London 16 Nov 2017: Michael Mansfield QC speaking in a tribute to the late Michael Seifert organised by the Haldane Society of Socialist Lawyers
London 16 November 2017: Michael Mansfield QC speaking in a tribute to the late Michael Seifert organised by the Haldane Society of Socialist Lawyers

On Thursday 16 November 2017 Michael Mansfield QC gave a public talk “What does it mean to be a socialist lawyer? A tribute to Michael Seifert” in the University of Law in Store Street, London.

Mansfield, President of the Haldane Society of Socialist Lawyers, which organised the talk, shared memories of Seifert and how he had been influenced by him in a talk and discussion that spanned many topics.

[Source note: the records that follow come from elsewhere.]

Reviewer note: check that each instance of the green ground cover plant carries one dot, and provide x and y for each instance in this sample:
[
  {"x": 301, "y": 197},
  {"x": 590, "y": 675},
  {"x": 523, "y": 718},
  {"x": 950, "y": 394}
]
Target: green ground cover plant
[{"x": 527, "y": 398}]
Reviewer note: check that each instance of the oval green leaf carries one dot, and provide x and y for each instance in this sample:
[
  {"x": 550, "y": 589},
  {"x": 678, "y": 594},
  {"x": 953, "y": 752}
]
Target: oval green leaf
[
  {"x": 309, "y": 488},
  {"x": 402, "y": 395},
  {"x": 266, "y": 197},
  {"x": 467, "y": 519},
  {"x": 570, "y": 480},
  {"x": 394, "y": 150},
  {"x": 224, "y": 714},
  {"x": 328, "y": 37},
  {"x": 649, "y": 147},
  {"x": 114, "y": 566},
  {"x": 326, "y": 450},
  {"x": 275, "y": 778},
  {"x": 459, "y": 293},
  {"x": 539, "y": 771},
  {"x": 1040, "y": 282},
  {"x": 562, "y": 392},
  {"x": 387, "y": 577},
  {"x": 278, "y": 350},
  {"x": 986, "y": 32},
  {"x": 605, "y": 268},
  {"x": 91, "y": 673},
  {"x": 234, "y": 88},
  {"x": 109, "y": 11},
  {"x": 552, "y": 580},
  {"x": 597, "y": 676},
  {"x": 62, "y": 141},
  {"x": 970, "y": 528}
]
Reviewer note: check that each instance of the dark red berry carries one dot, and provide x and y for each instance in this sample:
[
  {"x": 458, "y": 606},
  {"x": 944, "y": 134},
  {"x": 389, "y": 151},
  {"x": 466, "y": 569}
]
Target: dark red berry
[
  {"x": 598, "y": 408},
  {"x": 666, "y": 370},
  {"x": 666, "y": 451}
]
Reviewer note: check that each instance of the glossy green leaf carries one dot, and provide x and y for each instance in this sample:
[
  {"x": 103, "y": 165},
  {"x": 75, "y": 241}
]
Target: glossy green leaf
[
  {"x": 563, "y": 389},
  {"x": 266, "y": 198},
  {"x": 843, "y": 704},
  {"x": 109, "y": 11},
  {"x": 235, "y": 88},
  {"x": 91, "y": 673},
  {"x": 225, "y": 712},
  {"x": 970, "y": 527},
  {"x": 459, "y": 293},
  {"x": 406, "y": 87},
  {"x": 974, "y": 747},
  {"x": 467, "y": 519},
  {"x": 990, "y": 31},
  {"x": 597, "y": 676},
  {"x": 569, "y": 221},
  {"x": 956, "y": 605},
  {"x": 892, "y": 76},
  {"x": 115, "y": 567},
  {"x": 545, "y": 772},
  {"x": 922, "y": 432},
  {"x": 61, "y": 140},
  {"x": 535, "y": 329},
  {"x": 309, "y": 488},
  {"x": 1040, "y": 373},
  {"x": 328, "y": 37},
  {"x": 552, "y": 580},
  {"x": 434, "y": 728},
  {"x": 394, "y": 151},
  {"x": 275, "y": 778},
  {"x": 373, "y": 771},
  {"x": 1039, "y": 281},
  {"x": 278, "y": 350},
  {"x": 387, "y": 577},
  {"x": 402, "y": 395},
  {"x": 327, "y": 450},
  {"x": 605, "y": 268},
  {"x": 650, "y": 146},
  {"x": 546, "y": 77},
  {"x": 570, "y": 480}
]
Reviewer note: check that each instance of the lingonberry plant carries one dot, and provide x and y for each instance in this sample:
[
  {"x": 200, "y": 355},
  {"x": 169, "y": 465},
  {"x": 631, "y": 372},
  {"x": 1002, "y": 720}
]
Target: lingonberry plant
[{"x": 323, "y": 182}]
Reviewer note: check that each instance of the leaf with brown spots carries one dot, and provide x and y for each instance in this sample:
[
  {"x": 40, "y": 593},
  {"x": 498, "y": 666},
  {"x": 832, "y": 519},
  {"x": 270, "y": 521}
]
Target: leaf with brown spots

A young woman also looking for Room 101 for the talk when I entered the building had told me that Michael Mansfield does not speak in public very often so it was a “rare treat”.

Mansfield spoke of solidarity and said that Michael Seifert was very good at making contact between people, especially in relation to Cuba. Solidarity “certainly in relation to Grenfell is extremely important”, he said. For some issues you need to connect with other countries. He mentioned pensions and said that for women of a certain age, born in 1954, it depends which half of the year. “I feel strongly about that.”

“The challenges are becoming more difficult” he said, before mentioning fracking, “which is something I feel strongly about.”

Crowdfunding was a positive development, “in the case of the fracking example it's made a huge difference” and he mentioned Polly Higgins and ecocide and said “absolutely staggered by the amount of money they raised”.

He spoke about an event in parliament which he had attended earlier that day, related to mental health. In the context of funding for it, he said “It's like everything else, take your eye off the ball and they'll get away with murder.” He also mentioned, more than once, “a palpable sense of rising anger from the public”.